Le choix de l'antibiothérapie
Celui-ci a été réactualisé par la conférence de consensus de mars 2006 [22]. Les principes de base de l'antibiothérapie doivent s'appliquer encore plus strictement chez la personne âgée. Les délais de mise en route du traitement doivent être particulièrement courts ; le choix de l'antibiothérapie reste le plus souvent empirique, il doit tenir compte du risque éventuel de fausse route qui modifie la flore, et s'appuyer à l'hôpital sur un guide d'antibiothérapie qui doit être disponible dans tous les établissements. L'hygiène bucco-dentaire, ainsi que le fait d'habiter en institution modifie l'écologie bactérienne avec une moindre fréquence du pneumocoque, mais plus de staphylocoques et d'entérobactéries.

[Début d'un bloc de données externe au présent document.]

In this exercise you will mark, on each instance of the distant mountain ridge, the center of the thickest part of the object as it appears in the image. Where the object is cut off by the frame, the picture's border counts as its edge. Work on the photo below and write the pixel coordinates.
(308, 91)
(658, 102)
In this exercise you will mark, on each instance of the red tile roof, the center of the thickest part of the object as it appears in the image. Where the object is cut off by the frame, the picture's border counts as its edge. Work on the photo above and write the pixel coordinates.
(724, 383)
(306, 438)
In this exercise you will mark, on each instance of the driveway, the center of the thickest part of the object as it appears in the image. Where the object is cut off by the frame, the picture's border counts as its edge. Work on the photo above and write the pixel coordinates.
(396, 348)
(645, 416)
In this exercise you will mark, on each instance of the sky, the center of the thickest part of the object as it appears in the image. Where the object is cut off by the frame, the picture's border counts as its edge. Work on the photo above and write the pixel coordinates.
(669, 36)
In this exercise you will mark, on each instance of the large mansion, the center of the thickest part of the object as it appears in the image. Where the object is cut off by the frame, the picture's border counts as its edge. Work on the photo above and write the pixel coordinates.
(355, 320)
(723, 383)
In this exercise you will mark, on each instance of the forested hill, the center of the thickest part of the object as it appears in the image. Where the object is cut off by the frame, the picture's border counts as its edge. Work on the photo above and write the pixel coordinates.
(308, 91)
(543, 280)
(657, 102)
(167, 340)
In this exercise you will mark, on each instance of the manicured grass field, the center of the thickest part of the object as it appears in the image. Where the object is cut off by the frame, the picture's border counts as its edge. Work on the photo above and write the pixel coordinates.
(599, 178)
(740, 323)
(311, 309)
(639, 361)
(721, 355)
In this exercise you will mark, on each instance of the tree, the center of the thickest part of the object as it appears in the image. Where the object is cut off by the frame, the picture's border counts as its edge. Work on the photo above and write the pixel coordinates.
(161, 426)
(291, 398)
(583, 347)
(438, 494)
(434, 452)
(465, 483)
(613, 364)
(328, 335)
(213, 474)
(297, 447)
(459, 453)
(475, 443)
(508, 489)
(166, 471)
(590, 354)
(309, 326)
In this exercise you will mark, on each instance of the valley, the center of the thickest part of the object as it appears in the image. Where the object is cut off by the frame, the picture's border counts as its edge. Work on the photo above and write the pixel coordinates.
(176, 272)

Il est maintenant reconnu que les pneumonies survenant chez les patients vivants en institution doivent être considérées comme une catégorie particulière du fait de leur gravité, des germes en cause, de la durée d'hospitalisation prolongée et des surcoûts.
Le choix de l'antibiothérapie doit aussi tenir compte du tableau clinique évocateur ou non d'une infection pneumococcique. Malheureusement en pratique cette situation reste théorique et le choix initial empirique reste souvent l'amoxicilline associée à l'acide clavulanique. Les quinolones antipneumococciques peuvent être utilisés mais uniquement si elles n'ont pas été prescrites dans les trois mois précédents, ceci du fait du risque élevé de résistance. Leur association avec une céphalosporine de troisième génération parentérale ou une amoxicilline n'est envisageable que dans les pneumonies graves relevant de soins intensifs. En institution, l'utilisation des quinolones doit être limitée ou éventuellement intégrée dans une réflexion globale sur la rotation du choix de l'antibiothérapie initiale, ce qui permet de pallier la monotonie des prescriptions et donc de l'émergence des résistances particulièrement fréquentes dans cette tranche de population fragile.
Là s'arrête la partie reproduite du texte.